Whenever you are interested in an exchange rate you are actually interested in two currencies due to the fact that the value of a currency must always be quoted in comparison to a second currency.
So it follows that if you are determining the best time to transact, in this case the USD vs DKK, you should pay attention to both United States Dollar and Danish Krone news and forecasts.
14-December-18: Against a basket of currencies, the US dollar struck an 18-month high in mid-December after negative political and economic developments weighed on rest-of-the-world currencies. At the time of writing, the dollar was showing trade-weighted appreciation of 6 percent for 2018 and was on course to gain in 10 of the year’s 12 months.
The dollar had strengthened to levels near $1.13 against the euro, which suffered due to disappointing eurozone economic data and Brexit-related uncertainties.
Brexit allowed the dollar to gain handsomely against the pound in 2018. On December-11, GBP/USD traded below 1.25 for the first time since early 2017.
The economic slowdown in China has also helped the dollar by creating safe haven flows into the US. The dollar has yet to reach the magic 7-yuan level but remains close to it, at levels near 6.9.
For 2019, JP Morgan and Morgan Stanley are both bearish the greenback. The banks remain skeptical over future Fed interest rate hikes and point to a possible US economic downturn in the second half of the year.

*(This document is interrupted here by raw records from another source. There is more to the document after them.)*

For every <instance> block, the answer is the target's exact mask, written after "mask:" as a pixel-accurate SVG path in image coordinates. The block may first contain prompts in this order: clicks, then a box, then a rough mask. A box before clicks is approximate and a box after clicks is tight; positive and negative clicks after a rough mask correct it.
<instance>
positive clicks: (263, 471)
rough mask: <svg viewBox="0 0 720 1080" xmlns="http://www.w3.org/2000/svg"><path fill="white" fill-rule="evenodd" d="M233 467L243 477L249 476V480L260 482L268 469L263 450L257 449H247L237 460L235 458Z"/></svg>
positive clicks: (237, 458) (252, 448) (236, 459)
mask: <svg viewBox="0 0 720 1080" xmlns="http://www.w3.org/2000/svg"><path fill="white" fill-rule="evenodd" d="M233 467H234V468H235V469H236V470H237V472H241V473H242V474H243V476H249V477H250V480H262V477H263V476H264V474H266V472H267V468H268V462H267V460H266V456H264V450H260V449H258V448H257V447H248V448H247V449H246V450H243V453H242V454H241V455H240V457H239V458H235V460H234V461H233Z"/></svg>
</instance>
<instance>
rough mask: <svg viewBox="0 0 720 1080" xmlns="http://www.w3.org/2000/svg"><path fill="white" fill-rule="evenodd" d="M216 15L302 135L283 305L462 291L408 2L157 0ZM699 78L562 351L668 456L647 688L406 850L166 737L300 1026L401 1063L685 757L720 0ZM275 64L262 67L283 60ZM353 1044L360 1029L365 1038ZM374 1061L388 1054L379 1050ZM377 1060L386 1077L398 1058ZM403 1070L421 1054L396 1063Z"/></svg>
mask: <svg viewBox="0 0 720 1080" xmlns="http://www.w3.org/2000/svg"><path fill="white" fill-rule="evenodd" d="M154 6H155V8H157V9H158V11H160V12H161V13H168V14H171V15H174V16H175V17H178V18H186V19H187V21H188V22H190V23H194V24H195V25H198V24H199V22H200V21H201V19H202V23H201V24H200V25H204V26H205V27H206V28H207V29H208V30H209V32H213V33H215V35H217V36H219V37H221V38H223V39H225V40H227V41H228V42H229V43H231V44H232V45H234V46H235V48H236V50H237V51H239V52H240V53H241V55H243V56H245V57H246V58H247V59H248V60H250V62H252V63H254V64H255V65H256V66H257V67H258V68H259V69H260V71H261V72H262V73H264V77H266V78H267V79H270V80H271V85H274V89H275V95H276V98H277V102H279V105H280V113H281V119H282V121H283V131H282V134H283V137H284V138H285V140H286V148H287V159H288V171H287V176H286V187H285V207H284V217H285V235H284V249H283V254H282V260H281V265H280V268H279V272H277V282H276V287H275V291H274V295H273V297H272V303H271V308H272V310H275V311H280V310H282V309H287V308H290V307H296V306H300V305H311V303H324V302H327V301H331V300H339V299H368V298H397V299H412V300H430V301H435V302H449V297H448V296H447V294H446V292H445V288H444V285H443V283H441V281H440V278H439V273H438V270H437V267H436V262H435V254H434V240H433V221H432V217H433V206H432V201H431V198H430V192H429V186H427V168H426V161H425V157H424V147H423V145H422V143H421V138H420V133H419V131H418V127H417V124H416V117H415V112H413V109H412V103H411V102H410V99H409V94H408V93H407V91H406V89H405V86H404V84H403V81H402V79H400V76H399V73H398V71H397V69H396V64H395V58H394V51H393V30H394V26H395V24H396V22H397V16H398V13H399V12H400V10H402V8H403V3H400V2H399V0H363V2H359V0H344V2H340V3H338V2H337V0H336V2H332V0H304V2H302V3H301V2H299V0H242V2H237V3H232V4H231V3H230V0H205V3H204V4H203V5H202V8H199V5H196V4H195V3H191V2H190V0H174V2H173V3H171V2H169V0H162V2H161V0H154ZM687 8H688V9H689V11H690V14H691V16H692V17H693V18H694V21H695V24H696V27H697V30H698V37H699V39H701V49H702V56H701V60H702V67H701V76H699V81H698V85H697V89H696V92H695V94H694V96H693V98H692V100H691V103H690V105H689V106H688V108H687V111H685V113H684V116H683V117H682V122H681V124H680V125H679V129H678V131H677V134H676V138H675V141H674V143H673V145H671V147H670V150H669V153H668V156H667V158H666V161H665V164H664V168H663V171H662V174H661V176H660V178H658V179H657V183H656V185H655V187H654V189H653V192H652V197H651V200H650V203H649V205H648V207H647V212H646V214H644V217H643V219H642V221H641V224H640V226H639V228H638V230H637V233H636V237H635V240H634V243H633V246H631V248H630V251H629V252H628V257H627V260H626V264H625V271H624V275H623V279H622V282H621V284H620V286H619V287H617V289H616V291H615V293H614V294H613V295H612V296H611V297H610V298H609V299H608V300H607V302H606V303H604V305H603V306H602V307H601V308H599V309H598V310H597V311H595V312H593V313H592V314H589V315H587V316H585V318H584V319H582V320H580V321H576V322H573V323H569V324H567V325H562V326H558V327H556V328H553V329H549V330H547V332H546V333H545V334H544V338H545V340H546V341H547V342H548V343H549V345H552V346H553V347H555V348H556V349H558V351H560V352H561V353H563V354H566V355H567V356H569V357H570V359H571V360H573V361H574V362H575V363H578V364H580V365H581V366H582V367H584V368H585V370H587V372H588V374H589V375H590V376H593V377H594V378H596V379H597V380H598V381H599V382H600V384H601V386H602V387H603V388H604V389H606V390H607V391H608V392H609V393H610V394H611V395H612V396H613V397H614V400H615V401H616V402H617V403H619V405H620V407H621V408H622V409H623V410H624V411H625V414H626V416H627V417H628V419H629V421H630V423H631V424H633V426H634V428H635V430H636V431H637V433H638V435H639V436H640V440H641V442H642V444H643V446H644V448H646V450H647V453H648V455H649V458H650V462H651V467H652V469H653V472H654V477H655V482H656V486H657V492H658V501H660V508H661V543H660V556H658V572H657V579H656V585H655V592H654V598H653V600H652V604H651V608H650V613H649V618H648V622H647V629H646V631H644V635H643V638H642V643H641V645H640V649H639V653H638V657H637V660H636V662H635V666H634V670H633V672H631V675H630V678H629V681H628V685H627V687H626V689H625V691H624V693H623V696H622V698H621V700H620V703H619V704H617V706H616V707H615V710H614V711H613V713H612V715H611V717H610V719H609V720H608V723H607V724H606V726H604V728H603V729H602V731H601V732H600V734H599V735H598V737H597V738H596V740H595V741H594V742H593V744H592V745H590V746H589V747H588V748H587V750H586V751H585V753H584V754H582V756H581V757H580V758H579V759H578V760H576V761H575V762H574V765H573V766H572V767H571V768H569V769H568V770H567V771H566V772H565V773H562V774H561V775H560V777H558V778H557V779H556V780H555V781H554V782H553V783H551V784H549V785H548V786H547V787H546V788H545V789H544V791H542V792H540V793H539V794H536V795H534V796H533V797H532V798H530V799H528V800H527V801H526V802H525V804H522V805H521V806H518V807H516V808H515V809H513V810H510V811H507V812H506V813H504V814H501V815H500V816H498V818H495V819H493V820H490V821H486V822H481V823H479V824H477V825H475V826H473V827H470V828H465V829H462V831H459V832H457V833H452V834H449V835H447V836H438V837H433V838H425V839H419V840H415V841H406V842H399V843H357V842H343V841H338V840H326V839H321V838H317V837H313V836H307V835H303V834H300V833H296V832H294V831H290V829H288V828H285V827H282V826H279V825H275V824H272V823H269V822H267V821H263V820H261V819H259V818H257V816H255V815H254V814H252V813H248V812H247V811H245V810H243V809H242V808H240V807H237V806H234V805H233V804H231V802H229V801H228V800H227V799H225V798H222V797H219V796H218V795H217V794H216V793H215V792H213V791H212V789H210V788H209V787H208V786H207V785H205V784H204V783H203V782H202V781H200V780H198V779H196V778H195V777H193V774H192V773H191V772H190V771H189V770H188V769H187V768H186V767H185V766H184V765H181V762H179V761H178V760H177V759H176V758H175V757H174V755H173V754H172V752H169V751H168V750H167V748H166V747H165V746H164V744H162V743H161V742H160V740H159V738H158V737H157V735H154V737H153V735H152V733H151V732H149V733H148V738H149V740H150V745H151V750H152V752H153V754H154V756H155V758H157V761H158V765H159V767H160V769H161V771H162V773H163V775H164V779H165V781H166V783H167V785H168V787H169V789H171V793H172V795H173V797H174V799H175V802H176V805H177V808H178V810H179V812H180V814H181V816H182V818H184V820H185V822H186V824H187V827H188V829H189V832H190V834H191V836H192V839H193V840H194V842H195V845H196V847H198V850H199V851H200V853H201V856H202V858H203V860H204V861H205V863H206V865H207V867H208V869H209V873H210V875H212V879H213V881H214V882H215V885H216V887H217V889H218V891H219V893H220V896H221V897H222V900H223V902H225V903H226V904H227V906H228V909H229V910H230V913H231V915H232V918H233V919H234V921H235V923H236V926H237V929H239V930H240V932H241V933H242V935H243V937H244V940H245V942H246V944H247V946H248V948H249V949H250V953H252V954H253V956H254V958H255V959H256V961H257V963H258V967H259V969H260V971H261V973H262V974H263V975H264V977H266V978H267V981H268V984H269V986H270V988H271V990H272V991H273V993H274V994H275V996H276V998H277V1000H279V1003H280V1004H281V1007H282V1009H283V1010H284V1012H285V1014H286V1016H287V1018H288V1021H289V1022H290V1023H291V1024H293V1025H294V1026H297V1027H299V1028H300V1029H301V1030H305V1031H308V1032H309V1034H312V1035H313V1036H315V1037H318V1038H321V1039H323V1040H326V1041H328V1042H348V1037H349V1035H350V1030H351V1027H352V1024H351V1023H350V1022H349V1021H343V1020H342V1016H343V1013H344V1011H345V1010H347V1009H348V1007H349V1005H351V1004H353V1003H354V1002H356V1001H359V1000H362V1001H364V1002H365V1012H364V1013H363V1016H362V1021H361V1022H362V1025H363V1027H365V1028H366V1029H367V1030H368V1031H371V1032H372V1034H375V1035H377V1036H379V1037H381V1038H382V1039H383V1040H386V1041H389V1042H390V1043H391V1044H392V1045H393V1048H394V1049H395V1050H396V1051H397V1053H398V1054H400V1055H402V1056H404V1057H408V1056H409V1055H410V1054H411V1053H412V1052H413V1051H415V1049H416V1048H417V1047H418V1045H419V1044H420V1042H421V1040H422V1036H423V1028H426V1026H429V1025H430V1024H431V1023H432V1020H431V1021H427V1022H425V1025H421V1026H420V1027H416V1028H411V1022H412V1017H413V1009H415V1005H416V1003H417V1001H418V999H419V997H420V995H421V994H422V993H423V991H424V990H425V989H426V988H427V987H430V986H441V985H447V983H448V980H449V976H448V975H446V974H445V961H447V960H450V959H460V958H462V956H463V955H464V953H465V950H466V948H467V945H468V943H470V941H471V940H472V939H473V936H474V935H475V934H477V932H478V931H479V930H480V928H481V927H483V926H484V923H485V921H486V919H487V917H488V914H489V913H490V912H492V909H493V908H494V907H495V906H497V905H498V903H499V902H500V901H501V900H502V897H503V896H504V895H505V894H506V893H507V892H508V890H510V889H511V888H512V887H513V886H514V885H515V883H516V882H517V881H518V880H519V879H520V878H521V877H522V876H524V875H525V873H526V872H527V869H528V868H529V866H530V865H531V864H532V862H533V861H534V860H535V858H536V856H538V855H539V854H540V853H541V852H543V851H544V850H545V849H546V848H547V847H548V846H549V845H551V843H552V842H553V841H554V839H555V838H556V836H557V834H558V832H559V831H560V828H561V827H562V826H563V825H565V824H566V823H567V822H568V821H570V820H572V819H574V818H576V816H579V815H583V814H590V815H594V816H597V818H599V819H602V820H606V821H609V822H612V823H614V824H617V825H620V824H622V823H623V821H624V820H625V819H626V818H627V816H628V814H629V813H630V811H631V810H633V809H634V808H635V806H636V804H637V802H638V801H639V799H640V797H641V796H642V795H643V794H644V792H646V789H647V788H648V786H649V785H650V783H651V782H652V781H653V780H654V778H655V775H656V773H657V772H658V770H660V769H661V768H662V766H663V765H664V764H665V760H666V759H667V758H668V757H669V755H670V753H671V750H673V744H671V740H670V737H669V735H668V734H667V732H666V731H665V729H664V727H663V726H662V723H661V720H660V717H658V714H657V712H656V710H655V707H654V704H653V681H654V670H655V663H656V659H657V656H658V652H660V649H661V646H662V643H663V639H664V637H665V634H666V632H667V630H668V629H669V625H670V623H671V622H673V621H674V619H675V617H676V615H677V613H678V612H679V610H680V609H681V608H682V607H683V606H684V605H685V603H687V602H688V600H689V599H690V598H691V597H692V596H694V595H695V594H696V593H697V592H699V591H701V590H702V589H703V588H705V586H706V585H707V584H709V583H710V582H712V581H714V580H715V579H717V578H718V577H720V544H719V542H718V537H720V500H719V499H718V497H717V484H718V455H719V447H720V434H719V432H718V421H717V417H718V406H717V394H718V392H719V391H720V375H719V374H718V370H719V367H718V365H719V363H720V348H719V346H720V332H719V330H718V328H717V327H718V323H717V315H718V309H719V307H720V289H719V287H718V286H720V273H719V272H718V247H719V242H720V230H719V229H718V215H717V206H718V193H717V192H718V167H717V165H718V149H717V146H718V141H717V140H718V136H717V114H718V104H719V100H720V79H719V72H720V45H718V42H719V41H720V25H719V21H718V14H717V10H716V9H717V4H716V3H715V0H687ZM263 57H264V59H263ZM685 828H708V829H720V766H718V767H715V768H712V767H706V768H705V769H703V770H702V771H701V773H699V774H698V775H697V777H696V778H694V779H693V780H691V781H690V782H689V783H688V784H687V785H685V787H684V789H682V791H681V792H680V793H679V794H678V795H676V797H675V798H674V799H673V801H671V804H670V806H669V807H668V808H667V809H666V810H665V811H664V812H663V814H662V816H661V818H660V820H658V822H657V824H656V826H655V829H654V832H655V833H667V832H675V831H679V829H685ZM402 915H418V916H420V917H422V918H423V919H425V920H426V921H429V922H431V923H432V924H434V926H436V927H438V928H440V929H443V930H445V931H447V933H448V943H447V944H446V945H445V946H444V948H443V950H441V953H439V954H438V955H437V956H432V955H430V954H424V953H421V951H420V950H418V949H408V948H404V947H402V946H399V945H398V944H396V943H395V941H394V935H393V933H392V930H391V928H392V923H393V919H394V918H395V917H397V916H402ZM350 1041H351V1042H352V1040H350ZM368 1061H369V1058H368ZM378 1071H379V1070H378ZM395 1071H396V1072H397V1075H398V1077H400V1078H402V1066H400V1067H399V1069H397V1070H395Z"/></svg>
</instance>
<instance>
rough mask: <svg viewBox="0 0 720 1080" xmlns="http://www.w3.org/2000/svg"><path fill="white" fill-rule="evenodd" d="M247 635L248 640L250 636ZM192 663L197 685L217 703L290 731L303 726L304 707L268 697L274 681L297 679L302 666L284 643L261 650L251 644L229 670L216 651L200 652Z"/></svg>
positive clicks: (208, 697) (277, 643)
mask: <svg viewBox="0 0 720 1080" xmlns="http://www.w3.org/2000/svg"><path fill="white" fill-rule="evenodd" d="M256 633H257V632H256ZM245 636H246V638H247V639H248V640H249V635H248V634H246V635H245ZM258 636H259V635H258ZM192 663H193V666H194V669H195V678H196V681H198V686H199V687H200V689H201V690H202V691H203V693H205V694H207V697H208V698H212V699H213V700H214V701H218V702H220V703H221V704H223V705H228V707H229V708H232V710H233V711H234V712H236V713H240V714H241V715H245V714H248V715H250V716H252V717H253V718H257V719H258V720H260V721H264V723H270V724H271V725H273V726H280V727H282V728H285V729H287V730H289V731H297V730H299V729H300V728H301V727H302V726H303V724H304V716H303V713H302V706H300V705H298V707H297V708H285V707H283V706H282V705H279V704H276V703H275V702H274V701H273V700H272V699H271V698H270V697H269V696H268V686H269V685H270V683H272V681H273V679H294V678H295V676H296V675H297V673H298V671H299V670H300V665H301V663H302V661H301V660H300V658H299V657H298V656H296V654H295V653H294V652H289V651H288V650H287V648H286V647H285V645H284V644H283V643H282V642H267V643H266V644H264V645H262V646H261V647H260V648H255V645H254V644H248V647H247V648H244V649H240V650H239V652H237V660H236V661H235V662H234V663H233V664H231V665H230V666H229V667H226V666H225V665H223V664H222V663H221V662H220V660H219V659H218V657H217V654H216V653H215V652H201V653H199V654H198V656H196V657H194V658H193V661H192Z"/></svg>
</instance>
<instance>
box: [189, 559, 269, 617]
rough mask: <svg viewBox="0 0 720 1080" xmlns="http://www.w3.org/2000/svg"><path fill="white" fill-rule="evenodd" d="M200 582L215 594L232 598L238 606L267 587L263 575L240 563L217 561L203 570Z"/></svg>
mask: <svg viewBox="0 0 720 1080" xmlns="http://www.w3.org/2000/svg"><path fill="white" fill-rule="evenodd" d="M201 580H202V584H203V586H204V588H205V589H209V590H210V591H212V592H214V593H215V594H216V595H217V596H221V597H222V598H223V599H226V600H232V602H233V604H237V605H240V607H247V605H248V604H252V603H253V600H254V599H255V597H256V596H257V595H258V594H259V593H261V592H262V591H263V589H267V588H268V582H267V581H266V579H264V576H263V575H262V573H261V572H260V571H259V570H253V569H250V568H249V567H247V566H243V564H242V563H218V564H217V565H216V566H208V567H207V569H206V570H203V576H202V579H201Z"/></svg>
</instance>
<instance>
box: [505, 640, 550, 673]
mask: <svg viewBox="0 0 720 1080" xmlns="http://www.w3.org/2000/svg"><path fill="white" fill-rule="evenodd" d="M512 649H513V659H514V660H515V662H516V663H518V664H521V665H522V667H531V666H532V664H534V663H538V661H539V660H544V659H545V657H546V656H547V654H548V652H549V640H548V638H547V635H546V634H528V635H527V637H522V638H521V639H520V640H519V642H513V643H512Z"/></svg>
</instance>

Scotiabank is forecasting EUR/USD at $1.30 by 2019 year-end, indicating a potential 13 percent decline in the dollar’s buying power.
The Danish krone, together with the euro to which it is pegged, is heading higher, experts said in November.
With Brexit increasingly seen as a UK problem rather than a Europe-wide one, and despite recent disappointments in economic data, Citibank is confident of a long-term move in USD/DKK to 5.75, from 6.548 at the time of this report (November-21). “Underpinned by the less accommodative policies of the ECB,” the krone will most likely achieve this target, which represents a 14 percent gain, before the end of 2019, Citi has said.
Relative to the pound, the krone had recovered in the days leading up to this report to a rate of 8.37 per GBP, from 8.62. With political turmoil in the UK, there was room for the exchange rate to reach 8.1 in the months ahead, said a Nordea Markets analyst. A return to 8.1 would take GBP/DKK back to levels not seen since September 2017.
A 5.5 percent rise in the krone’s buying power will see CHF/DKK trade at 6.2 sometime within the next 6-12 months, per analysts at Danske Bank. The rate averaged 6.54 in the weeks leading up to this report.